Additionally, notice that the movement on the nodes on the top-right and left are negligible. Why? Because the howclose applies a low strength when pushing these nodes towards the data points.

How will our BMU move? Naturally, it will be dragged almost to the top of our data point:

Updating BMU— Image by Author

Based on the coordinates we've obtain on the Updated Value table above, let's view our "new" SOM:

New Nodes in the SOM – Image by Author

The purple nodes are the updated "SOM" nodes. Our self organizing map is trying to mimic the underlying data points by adjusting itself based on the random point we chose. Let's see what happens in the 3 dimensional view:

New Nodes in the SOM – 3D View – Image by Author

Notice that our SOM moved a bit when we compare it with the original random network and the new black and dashed lines represent the new weights of the nodes.

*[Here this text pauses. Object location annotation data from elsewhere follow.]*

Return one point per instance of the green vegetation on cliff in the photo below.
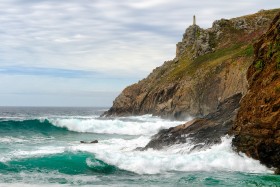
(210, 66)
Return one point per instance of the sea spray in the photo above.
(45, 150)
(216, 158)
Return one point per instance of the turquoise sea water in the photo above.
(41, 147)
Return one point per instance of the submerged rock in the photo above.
(201, 131)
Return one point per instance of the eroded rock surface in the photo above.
(210, 66)
(202, 132)
(257, 127)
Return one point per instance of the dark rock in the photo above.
(201, 132)
(257, 125)
(210, 66)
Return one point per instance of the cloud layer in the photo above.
(97, 40)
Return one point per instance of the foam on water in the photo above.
(141, 125)
(217, 158)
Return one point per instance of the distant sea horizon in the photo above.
(50, 146)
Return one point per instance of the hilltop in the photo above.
(210, 66)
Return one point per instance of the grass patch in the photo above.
(248, 51)
(217, 54)
(278, 62)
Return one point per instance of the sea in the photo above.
(41, 146)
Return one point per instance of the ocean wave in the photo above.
(141, 125)
(219, 157)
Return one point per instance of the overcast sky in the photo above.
(84, 52)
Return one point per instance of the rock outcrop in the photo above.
(201, 132)
(210, 66)
(257, 127)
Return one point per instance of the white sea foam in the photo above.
(178, 158)
(29, 178)
(9, 139)
(141, 125)
(36, 152)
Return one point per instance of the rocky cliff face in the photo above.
(210, 66)
(201, 132)
(257, 127)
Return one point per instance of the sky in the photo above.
(85, 52)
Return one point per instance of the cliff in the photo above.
(257, 127)
(210, 66)
(201, 132)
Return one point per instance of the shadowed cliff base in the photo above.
(210, 66)
(257, 127)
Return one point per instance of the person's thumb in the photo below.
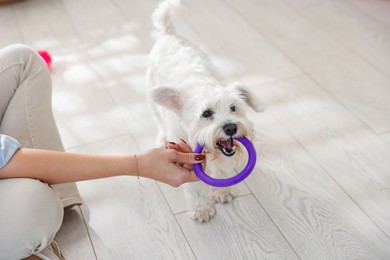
(189, 158)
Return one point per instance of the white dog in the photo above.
(191, 103)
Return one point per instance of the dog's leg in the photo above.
(202, 208)
(221, 195)
(161, 140)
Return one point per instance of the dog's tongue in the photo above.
(227, 144)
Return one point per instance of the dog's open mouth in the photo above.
(227, 147)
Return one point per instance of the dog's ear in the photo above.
(167, 97)
(249, 97)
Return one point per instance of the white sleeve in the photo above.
(8, 147)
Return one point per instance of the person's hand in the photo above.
(172, 166)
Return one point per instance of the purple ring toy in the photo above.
(232, 180)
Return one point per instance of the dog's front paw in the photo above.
(221, 195)
(203, 214)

Original Random SOM – 3D View – Image by Author

Our SOM will do this process for all the data points available in the dataset (adjust itself for each pass). Remembering each step:

  • Calculate the BMU (best matching unit) using a distance metric.
  • Calculate the kernel around the BMU to know how to pull other nodes in the SOM toward the data point.
  • Pull the nodes using a combination of strength, learning rate and direction.
  • Move to the next point and repeat.

Just like other neural networks model, the number of epochs in a SOM is another hyperparameter we need to define. An epoch consists of a single pass through the entire dataset.

Learning 5: The SOM will continue to adjust itself until it reaches the number of epochs defined by the user.

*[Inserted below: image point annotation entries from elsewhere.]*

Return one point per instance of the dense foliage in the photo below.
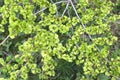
(58, 40)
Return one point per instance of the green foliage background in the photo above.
(59, 40)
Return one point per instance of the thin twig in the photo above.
(81, 21)
(4, 40)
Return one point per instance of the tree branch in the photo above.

In Python, we can use the minisom package to train a Self-Organizing-Map:

from minisom import MiniSom

som = MiniSom(
 2, 2, 2, sigma=1, 
 learning_rate=1, neighborhood_function='gaussian', random_seed=42)
 som.train(X, 100)

The parameters of the Minisom function are the following:

  • The first three numbers represent the dimensions of the SOM: number of nodes in the x-axis, number of nodes in y-axis, and number of variables.
  • Sigma contains the starting standard deviation.
  • Then we have the starting learning rate of the algorithm (in this case, set to 1).
  • neighborhood_function defines the gaussian kernel for our neighborhood.
  • random_seed ensures reproducibility of our SOM.

After fitting and training this SOM (for 100 epochs, as specified in the som.train function) where will the nodes end? Let's see:

nodes = som.get_weights().reshape(4, 2)
 plt.scatter(nodes[:,0], nodes[:,1], c='purple', s=400, edgecolor='black')
 plt.show()
Trained SOM – Image by Author

Notice that our SOM tried to mimic the underlying data points as best as it could!

Although you may think that this is very similar to k-means, let's see the result from fitting a 4 centroid k-means solution on this dataset:

Notice that the node in the top right corner was drawn toward the outlier in this k-means solution. The fact that the nodes are tied to each other in the SOM using the neighboring function, is one of the main features of the algoritm, preventing nodes from being drawn away by outliers.

Ok, cool! We've had a nice introduction to SOMs, let's now see an application of SOM with real data!


Applying SOM to real data

For this part of the blog post, I'll use a dataset with information about S&P 500 companies:

financial_valuation_data = pd.read_csv('/data/constituents-financials_csv.csv')

Here are the top 5 rows of the dataframe:

financial_valuation_data top 5 rows – Image by Author

In this dataset, we can see the following columns:

  • Symbol: Ticker of the company.
  • Name: Name of the company.
  • Sector: Sector of the company.
  • Price: Current stock price of the company (as of 31st Dec 2014).
  • Price/Earnings: Ratio between price of the stock and earning-per-share.
  • Earnings/Share: Amount of earnings per each share for the company.
  • 52 Week Low: Minimum stock price in the last year.
  • 52 Week High: Maximum stock price in the last year.
  • Market Cap: Total value of the company, equals to the price of each share times the number of shares.
  • EBITDA: Earnings before interest, depreciation and amortization.
  • Price/Sales: Price divided by the revenue per share.
  • Price/Book: Financial valuation metric that divides the Price by the Book value of the company (assets-liabilities).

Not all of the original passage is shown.